Javier Sánchez Fernández: Model-based optimization of cancer immunotherapy combinations
- Date: 14 February 2025, 09:15
- Location: B21, BMC, Husargatan 3, Uppsala
- Type: Thesis defence
- Thesis author: Javier Sánchez Fernández
- External reviewer: Dinesh De Alwis
- Supervisor: Lena Friberg
- Research subject: Pharmaceutical Science
- DiVA
Abstract
The use of cancer immunotherapies has transformed the treatment landscape for many cancer types. Unfortunately, not all patients respond to these therapies, and most of those who do eventually relapse. Combining cancer immunotherapies may improve patient outcomes. However, determining which molecules to combine, at which doses, and under which dosing schedules rarely is straightforward.
Preclinical experiments offer the opportunity to test a wide variety of experimental conditions. This data, together with information about disease biology, can be integrated into a mathematical modeling framework, which can be used to simulate different scenarios, allowing researchers to prioritize the most promising drug combinations in the patient populations where the highest probability of success is expected. In a continuous cycle, the model can inform the design of novel biologic drugs with improved pharmacological properties to improve outcomes for a larger percentage of the patient population. This thesis aimed to develop modeling and simulation approaches to guide the development of cancer immunotherapy combinations by contributing to molecule design, preclinical experimental design, and translation of preclinical knowledge into clinical insights.

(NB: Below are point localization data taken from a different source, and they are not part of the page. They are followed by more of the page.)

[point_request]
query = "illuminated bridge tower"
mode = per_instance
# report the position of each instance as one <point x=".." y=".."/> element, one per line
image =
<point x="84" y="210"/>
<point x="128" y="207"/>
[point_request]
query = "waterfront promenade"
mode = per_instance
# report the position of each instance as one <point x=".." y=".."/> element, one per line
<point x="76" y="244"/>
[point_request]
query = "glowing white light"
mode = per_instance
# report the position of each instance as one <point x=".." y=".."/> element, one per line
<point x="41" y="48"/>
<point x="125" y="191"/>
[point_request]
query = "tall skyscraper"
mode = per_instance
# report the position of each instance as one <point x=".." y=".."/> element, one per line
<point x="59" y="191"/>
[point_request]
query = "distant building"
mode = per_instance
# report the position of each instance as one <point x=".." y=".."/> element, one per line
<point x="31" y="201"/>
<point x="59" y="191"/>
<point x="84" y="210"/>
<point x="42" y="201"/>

The translation of the preclinical tumor growth inhibition model suggested that identifying a clinical effect with CD3 T-cell bispecific antibodies in monotherapy may be challenging. However, combination with anti-PD-L1 is expected to more than double progression-free survival, duration of response and response rate, highlighting that combination approaches with these molecules need to be considered as early as possible.

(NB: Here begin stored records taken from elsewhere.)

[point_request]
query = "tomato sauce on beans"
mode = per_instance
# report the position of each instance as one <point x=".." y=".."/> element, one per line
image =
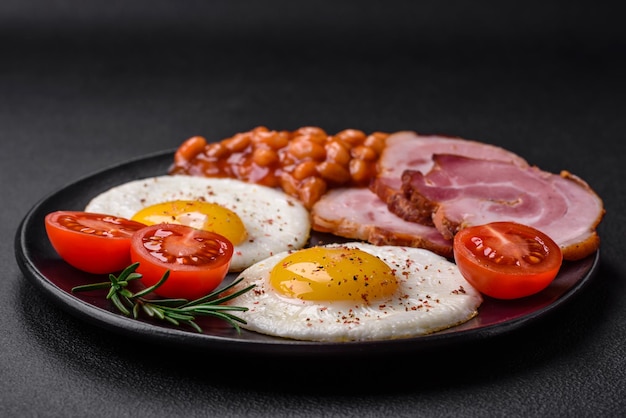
<point x="305" y="163"/>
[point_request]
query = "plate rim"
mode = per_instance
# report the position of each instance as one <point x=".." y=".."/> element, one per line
<point x="277" y="346"/>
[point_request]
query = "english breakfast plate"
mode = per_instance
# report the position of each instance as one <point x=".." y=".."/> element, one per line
<point x="52" y="276"/>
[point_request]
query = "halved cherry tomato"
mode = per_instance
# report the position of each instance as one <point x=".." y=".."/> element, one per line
<point x="92" y="242"/>
<point x="507" y="260"/>
<point x="198" y="260"/>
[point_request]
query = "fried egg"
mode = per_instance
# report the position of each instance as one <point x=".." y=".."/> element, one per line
<point x="355" y="292"/>
<point x="260" y="221"/>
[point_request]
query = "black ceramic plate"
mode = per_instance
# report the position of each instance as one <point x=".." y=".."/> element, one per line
<point x="40" y="264"/>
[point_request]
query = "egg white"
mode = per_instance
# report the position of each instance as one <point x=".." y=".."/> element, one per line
<point x="432" y="296"/>
<point x="275" y="222"/>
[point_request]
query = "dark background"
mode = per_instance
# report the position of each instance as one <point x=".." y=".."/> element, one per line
<point x="86" y="85"/>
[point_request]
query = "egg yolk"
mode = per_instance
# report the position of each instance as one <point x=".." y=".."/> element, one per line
<point x="333" y="274"/>
<point x="200" y="215"/>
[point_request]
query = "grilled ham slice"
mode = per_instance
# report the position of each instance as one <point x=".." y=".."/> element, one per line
<point x="460" y="192"/>
<point x="407" y="150"/>
<point x="357" y="213"/>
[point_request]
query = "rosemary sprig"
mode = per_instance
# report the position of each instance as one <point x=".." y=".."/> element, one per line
<point x="174" y="311"/>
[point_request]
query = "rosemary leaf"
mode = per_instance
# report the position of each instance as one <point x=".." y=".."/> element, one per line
<point x="173" y="311"/>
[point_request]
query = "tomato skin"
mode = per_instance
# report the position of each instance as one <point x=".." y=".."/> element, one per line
<point x="507" y="260"/>
<point x="198" y="260"/>
<point x="92" y="242"/>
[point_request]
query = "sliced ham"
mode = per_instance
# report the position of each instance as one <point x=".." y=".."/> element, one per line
<point x="460" y="192"/>
<point x="358" y="213"/>
<point x="407" y="150"/>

Using preclinical data, a target engagement model for bispecific costimulators was developed that can be used to prospectively predict the clinical range of doses with maximum expected effect. Furthermore, the model allowed differentiating the contribution of drug exposure and target expression to drug pharmacology. Leveraging this model, the impact of binding affinity on drug pharmacology was explored in silico for nineteen different oncology indications. This identified a molecule with a 10-fold increase in binding affinity as a promising follow-up molecule that may lead to increased patient benefit, establishing a workflow that can combine preclinical data with clinical target expression to explore in silico optimized molecule designs.

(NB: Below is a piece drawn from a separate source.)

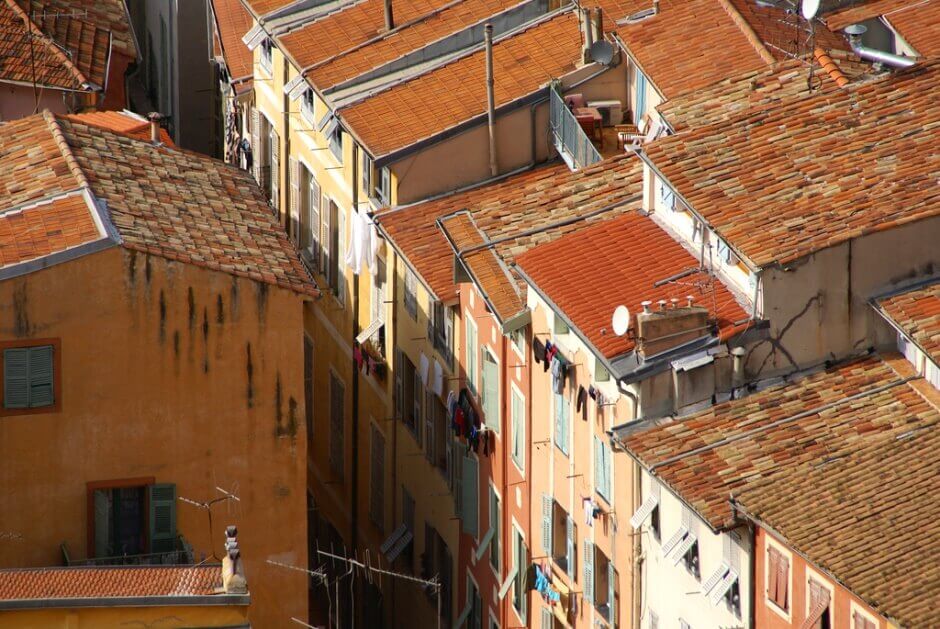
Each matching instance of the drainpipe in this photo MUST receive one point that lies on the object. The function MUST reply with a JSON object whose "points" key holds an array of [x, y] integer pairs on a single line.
{"points": [[490, 98], [389, 18]]}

Lastly, a novel semimechanistic model was developed to describe clinical pharmacokinetics of biologics under anti-drug antibody formation and associated loss of exposure. The model can be used to accurately establish clinical the dose-exposure-response relationship without excluding patients with loss of drug exposure, as well as to explore the relationship of patient covariates and dosing schedule on drug immunogenicity.
This work highlights how modeling and simulation can leverage preclinical data to answer key clinical questions, such as the expected clinical benefit of a drug combination, the optimal range of doses for molecules with complex exposure-response relationships, and the design of improved molecules. These approaches offer valuable tools for data-driven drug development.